Misunderstanding of system configuration and the impacts they have on functionality and design

There are several ways that an energy storage system can be configured, which in turn will depend on several factors. Is the energy storage system in addition to a new or pre-existing GC PV system? Is the intended storage system stand-alone or grid-connected? The system’s designer, installer and equipment supplier all have to understand, quote and install the correct solution.

GSES has identified the following possible system configurations:

1. Single Hybrid Inverter – provides functionality of GC PV and regulates the battery charge and discharge. Is capable of providing some backup for selected AC loads.
2. Single inverter with Separate Solar Controller – provides functionality of GC PV as well as providing some backup for selected AC loads.
3. Two inverters with interconnecting Switching Device – this configuration has both inverters, the specified loads and the grid all interconnected.
4. Multimode and GC PV inverter – this is a simple configuration with a standard GC PV system operating as normal, and a battery system essentially operating independently supplying specified loads.
5. Multimode and GC PV inverter – both inverters are able to supply the specified loads independently of the grid.

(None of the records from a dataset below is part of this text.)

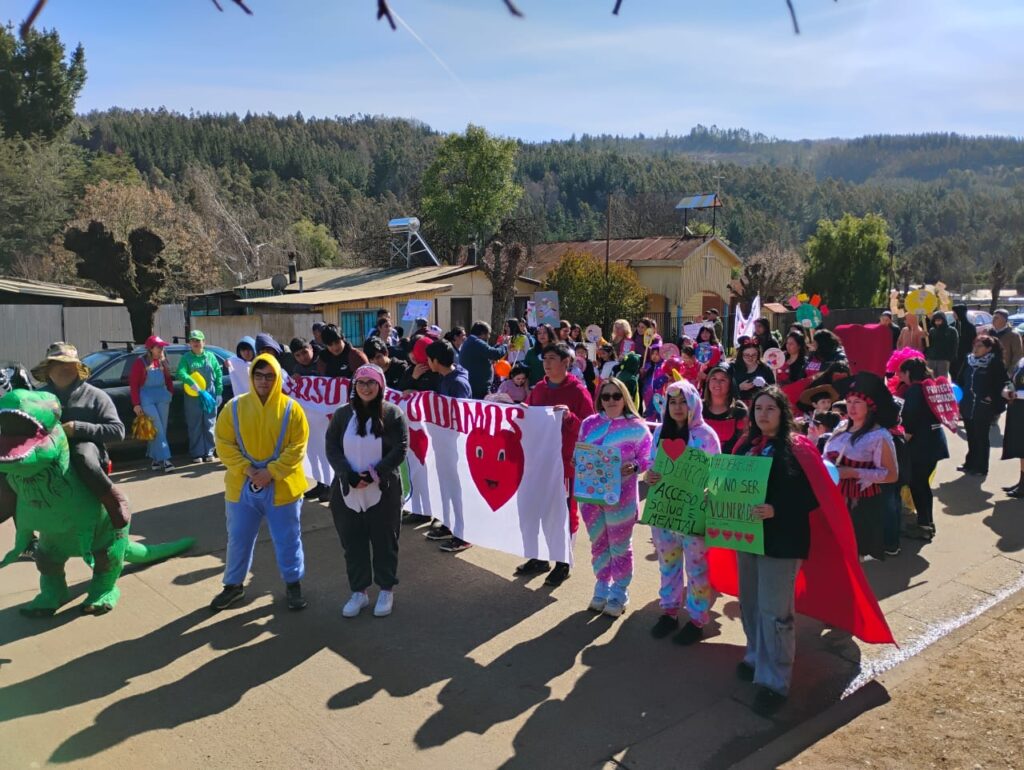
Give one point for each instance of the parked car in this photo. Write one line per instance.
(110, 370)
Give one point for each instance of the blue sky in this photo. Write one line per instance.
(569, 67)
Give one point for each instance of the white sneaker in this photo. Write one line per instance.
(385, 601)
(355, 604)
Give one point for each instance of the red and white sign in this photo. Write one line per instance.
(939, 394)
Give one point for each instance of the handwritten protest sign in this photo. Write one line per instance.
(599, 474)
(939, 394)
(677, 501)
(735, 484)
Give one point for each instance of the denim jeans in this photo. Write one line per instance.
(767, 608)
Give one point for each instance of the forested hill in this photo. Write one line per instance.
(954, 205)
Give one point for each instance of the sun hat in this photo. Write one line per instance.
(59, 352)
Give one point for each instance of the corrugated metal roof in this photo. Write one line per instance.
(634, 250)
(366, 291)
(55, 291)
(704, 201)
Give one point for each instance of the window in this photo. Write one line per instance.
(462, 313)
(355, 325)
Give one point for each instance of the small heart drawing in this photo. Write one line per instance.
(674, 446)
(418, 442)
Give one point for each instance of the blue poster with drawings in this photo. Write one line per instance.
(598, 474)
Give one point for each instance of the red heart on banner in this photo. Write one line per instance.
(496, 464)
(673, 446)
(418, 442)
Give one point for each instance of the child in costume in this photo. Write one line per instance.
(610, 526)
(682, 420)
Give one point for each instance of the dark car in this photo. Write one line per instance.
(110, 371)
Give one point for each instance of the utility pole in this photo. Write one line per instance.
(607, 259)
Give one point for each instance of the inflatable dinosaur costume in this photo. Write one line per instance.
(52, 501)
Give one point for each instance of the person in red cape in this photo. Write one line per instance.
(810, 563)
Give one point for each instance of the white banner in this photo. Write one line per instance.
(492, 472)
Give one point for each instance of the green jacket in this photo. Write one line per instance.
(192, 362)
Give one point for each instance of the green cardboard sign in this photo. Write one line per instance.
(735, 484)
(677, 501)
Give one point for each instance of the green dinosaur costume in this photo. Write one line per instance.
(52, 501)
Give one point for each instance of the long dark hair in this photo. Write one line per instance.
(786, 426)
(374, 411)
(669, 427)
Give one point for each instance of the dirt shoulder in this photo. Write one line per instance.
(958, 704)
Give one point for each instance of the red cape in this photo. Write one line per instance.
(830, 585)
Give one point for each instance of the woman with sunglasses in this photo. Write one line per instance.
(982, 380)
(610, 526)
(367, 442)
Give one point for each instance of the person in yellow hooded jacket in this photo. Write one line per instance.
(261, 438)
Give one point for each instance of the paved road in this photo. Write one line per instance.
(474, 669)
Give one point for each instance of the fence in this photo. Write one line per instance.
(29, 329)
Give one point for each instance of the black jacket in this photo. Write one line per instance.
(394, 440)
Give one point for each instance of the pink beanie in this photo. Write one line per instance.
(370, 372)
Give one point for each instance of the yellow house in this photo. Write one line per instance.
(351, 297)
(684, 275)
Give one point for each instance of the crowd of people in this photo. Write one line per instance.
(788, 396)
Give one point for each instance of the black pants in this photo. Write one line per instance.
(89, 463)
(978, 444)
(371, 544)
(921, 489)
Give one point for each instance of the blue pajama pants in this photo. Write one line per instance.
(244, 520)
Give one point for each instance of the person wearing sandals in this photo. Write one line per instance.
(926, 442)
(683, 420)
(152, 386)
(261, 439)
(367, 441)
(616, 424)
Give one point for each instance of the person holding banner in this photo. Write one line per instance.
(926, 442)
(568, 395)
(619, 425)
(865, 455)
(683, 421)
(367, 442)
(767, 599)
(200, 370)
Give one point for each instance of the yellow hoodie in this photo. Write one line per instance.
(259, 425)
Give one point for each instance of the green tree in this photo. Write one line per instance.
(469, 188)
(585, 295)
(848, 260)
(38, 89)
(314, 245)
(136, 271)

In addition to any of the configurations outlined above, systems can be set up to optimize self-consumption of solar generation. An external current sensor monitors the customer’s mains to detect when power is being exported to the grid. This allows the multimode inverter to seamlessly switch between import/export to the batteries in order to minimise exporting PV to the grid.

Accurate economic assessment

The economic rationales and assessments that surround energy storage systems are varied, and in many cases not defined by current practices, regulations and standards. There is much uncertainty about the performance of the technology, its capabilities and longevity. The pricing of electricity and its supply in the marketplace is also subject to continual variations and performance stipulations. Therefore any proposed business models of energy storage companies could be inaccurate over time.

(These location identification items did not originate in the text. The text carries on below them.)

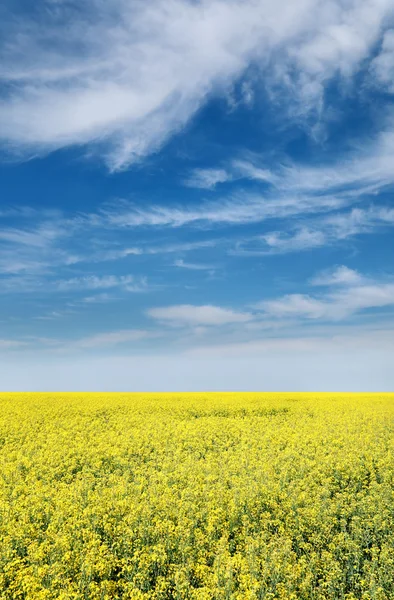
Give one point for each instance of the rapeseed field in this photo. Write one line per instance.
(197, 496)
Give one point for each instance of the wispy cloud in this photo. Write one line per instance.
(324, 231)
(126, 77)
(353, 296)
(94, 282)
(189, 315)
(180, 263)
(111, 338)
(338, 276)
(207, 178)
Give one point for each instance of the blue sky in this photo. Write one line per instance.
(197, 194)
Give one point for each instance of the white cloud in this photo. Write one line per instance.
(127, 75)
(353, 296)
(111, 338)
(180, 263)
(11, 344)
(95, 282)
(207, 178)
(189, 315)
(382, 66)
(339, 276)
(320, 232)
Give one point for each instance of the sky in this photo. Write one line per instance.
(197, 195)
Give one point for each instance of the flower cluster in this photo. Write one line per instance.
(196, 496)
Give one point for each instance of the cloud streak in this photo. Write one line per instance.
(125, 77)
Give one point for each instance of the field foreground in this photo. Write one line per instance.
(197, 496)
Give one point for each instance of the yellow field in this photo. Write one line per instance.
(200, 496)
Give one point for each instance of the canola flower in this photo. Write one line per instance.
(197, 496)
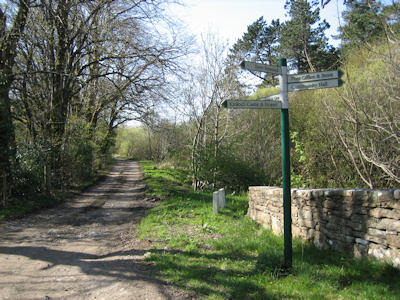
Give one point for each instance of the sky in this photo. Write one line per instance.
(230, 18)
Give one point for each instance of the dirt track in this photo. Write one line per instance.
(85, 248)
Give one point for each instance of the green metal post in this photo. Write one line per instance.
(287, 206)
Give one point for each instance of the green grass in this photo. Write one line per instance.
(228, 256)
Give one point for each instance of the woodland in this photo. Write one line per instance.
(74, 73)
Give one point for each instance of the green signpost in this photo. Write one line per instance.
(287, 83)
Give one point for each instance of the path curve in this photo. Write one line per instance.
(85, 248)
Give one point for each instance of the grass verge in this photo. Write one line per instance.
(227, 256)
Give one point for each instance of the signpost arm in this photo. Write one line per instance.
(287, 206)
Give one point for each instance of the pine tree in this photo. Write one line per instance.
(303, 39)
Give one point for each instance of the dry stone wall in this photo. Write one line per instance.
(362, 222)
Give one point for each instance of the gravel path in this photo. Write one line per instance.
(85, 248)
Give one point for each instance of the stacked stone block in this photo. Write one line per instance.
(363, 222)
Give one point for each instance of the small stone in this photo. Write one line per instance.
(393, 240)
(361, 241)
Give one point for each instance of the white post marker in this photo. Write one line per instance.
(215, 201)
(221, 197)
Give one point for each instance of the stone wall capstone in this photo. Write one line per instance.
(362, 222)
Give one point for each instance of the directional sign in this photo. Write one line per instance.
(304, 77)
(252, 66)
(276, 97)
(251, 104)
(313, 85)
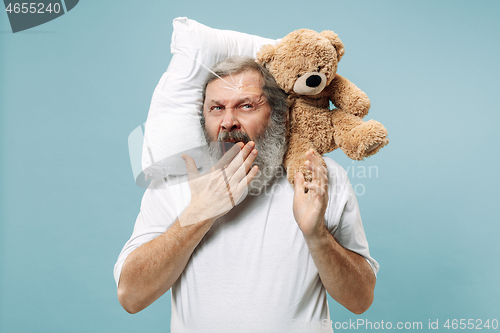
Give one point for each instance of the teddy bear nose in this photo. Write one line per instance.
(313, 81)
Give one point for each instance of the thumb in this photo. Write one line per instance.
(190, 167)
(299, 183)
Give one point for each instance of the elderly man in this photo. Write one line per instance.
(260, 263)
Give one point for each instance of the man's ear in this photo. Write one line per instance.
(336, 42)
(266, 55)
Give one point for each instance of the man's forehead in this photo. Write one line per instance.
(243, 83)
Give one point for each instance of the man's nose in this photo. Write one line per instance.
(230, 122)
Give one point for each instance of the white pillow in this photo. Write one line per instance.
(173, 123)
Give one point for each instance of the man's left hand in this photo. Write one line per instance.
(309, 206)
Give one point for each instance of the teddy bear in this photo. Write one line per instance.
(304, 64)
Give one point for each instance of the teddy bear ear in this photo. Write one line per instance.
(336, 42)
(266, 54)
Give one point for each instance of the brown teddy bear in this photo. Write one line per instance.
(304, 64)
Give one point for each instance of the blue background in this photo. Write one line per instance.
(73, 89)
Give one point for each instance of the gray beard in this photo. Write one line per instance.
(271, 147)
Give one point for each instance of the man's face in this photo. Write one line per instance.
(236, 105)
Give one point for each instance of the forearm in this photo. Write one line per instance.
(346, 275)
(151, 269)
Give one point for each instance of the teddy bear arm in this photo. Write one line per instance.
(357, 138)
(347, 96)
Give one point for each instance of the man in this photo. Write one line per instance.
(260, 263)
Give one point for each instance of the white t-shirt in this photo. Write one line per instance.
(252, 271)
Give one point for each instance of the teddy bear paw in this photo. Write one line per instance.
(365, 140)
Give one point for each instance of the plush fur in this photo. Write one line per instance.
(304, 64)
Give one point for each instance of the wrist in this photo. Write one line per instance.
(317, 236)
(193, 216)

Lack of Australian standards and guidelines

There are currently no Australian Standards or guidelines that apply to energy storage as currently promoted in the market. Standards do exist for stand-alone systems power systems and stationary batteries; however these only deal with lead acid technology, not lithium ion (which is the vast majority of grid connected battery products). Revisions are underway but in the interim, energy storage systems are being sold and installed according to the current Standards and laws, which in many cases are imprecise and not technology specific.

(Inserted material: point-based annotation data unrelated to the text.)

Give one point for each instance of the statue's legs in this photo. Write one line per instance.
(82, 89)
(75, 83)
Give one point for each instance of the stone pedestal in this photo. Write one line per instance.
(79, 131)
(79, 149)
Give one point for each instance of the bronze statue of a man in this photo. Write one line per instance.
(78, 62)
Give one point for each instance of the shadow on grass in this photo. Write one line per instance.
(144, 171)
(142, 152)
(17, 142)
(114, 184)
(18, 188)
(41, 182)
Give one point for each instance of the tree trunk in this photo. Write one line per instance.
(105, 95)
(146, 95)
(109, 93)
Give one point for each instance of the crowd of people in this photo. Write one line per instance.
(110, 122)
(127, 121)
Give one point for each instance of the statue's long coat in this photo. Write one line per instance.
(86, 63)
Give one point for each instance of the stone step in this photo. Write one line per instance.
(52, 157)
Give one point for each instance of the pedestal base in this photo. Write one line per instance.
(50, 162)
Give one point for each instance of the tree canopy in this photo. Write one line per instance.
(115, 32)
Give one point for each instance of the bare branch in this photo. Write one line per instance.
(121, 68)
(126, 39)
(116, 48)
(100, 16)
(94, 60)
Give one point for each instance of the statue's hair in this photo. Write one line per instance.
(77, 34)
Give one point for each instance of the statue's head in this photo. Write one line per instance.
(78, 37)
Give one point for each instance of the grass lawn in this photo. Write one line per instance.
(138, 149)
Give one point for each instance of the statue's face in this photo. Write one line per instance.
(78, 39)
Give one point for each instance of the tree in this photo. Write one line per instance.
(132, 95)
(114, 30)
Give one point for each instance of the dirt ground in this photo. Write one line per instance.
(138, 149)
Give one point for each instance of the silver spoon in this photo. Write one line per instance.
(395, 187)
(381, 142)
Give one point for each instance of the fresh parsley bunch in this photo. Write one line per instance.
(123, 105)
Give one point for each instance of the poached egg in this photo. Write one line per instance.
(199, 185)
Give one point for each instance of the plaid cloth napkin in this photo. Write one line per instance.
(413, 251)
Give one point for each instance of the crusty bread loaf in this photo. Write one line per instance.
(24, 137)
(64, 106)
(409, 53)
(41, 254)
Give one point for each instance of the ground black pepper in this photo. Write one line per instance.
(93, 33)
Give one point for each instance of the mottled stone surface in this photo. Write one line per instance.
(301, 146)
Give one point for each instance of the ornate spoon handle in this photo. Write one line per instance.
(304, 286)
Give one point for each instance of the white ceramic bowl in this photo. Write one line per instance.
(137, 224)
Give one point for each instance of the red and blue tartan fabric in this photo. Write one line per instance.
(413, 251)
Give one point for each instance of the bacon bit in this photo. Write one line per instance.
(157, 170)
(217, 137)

Without this, how will the industry monitor the state of health, performance and financial viability of energy storage systems? PV can be very forgiving; however energy storage does not provide this same comfort.

Conclusions

Until the regulations catch up with the energy storage market and the products offered for sale have stabilized in the market, there needs to be technically appropriate continuous professional development available for all levels of the industry. The industry and its members must be equipped to quote, supply and install acceptable and safe storage systems in the absence of specific standards and guidelines.